# Dawes Saratoga Ladies Elite or Ridgeback MXK Open Frame?



## heritageboy (25 Mar 2009)

Greetings, first post on here.

Wife's b'day in a couple of weeks and I'd like to get her a new bike. I'm after a comfort/ATB around the £200 mark - I've come across two that tickle my fancy: 

Dawes Saratoga Elite 2008 16" - £231.90 all-in, Ebay 
Ridgeback MXK Open frame 14.5" - £222.98 all-in, Ebay though I'd need to get her the 17" 

The Dawes has a better transmission (Alivio) than the MXK's (Altus) though I read the MXK is super-comfy. I worry that the Saratoga will be too heavy at 15.4kg but can't find a weight anywhere for the MXK. I like the fact that the Dawes comes with mudguards/stand and that she's got on well with the Saratoga as that's what our local bike hire place uses. Bike will be used for gentle cycling with me (pulling tot in trailer behind Orange Evo) on tracks in the Forest of Dean. 

Any advice gratefully rec'd!


----------



## Angelfishsolo (26 Mar 2009)

If I were buying the bike I would go for the Dawes hands down. It is a better spec bike and as you have stated...........


heritageboy said:


> I like the fact that the Dawes comes with mudguards/stand and that she's got on well with the Saratoga as that's what our local bike hire place uses.



I think you have answered your own question.

I hope your good lady wife has a great Birthday BTW.


----------



## summerdays (26 Mar 2009)

I have the Dawes Saratoga - after using it at the Forest of Dean... its not the lightest of bikes but you know it will stand up to the tracks there.
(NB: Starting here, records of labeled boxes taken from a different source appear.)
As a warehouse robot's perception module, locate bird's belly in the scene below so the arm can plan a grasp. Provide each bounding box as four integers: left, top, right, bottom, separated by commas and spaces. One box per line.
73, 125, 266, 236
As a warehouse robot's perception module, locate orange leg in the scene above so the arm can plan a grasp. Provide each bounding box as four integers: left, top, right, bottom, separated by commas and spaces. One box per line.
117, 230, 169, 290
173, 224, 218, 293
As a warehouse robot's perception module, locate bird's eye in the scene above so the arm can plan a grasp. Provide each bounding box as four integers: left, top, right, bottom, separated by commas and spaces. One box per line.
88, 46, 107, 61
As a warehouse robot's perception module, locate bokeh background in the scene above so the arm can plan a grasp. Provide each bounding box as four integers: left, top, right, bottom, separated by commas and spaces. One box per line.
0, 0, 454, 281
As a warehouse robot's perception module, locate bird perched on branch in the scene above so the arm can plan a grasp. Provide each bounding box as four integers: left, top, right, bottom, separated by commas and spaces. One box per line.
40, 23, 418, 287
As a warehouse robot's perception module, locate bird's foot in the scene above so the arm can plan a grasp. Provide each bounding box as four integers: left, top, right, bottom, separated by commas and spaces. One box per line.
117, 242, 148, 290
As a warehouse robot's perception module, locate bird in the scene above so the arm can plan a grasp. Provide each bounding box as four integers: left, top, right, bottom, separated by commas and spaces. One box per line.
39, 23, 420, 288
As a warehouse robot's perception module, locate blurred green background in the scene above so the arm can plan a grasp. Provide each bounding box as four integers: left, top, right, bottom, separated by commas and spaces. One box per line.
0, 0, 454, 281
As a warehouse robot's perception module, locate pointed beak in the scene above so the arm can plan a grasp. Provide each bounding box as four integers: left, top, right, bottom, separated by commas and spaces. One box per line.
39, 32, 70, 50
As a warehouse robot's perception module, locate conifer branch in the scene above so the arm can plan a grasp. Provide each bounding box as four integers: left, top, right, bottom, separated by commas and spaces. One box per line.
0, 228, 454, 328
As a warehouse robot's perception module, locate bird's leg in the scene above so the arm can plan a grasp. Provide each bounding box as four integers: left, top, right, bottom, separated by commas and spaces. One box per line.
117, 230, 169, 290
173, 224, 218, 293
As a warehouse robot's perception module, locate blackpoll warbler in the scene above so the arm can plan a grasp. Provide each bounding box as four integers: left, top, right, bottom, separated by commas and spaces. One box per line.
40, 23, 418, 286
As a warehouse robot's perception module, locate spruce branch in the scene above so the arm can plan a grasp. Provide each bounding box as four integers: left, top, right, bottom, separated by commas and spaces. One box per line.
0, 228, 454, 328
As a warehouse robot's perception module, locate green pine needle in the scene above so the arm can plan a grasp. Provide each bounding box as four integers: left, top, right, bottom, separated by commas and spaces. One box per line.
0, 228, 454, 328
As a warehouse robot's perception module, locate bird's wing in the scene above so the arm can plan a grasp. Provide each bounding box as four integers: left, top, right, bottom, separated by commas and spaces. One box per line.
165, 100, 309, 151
Mine is older and didn't come with mud-guards though I later fitted them. Other than chain, tyre change to puncture resistant marathons and changing brake blocks the only other thing that has gone wrong on that bike was the spring in the brake arms. 

Have to admit its now my second bike (went for disk brakes and no suspension on the newer bike).


----------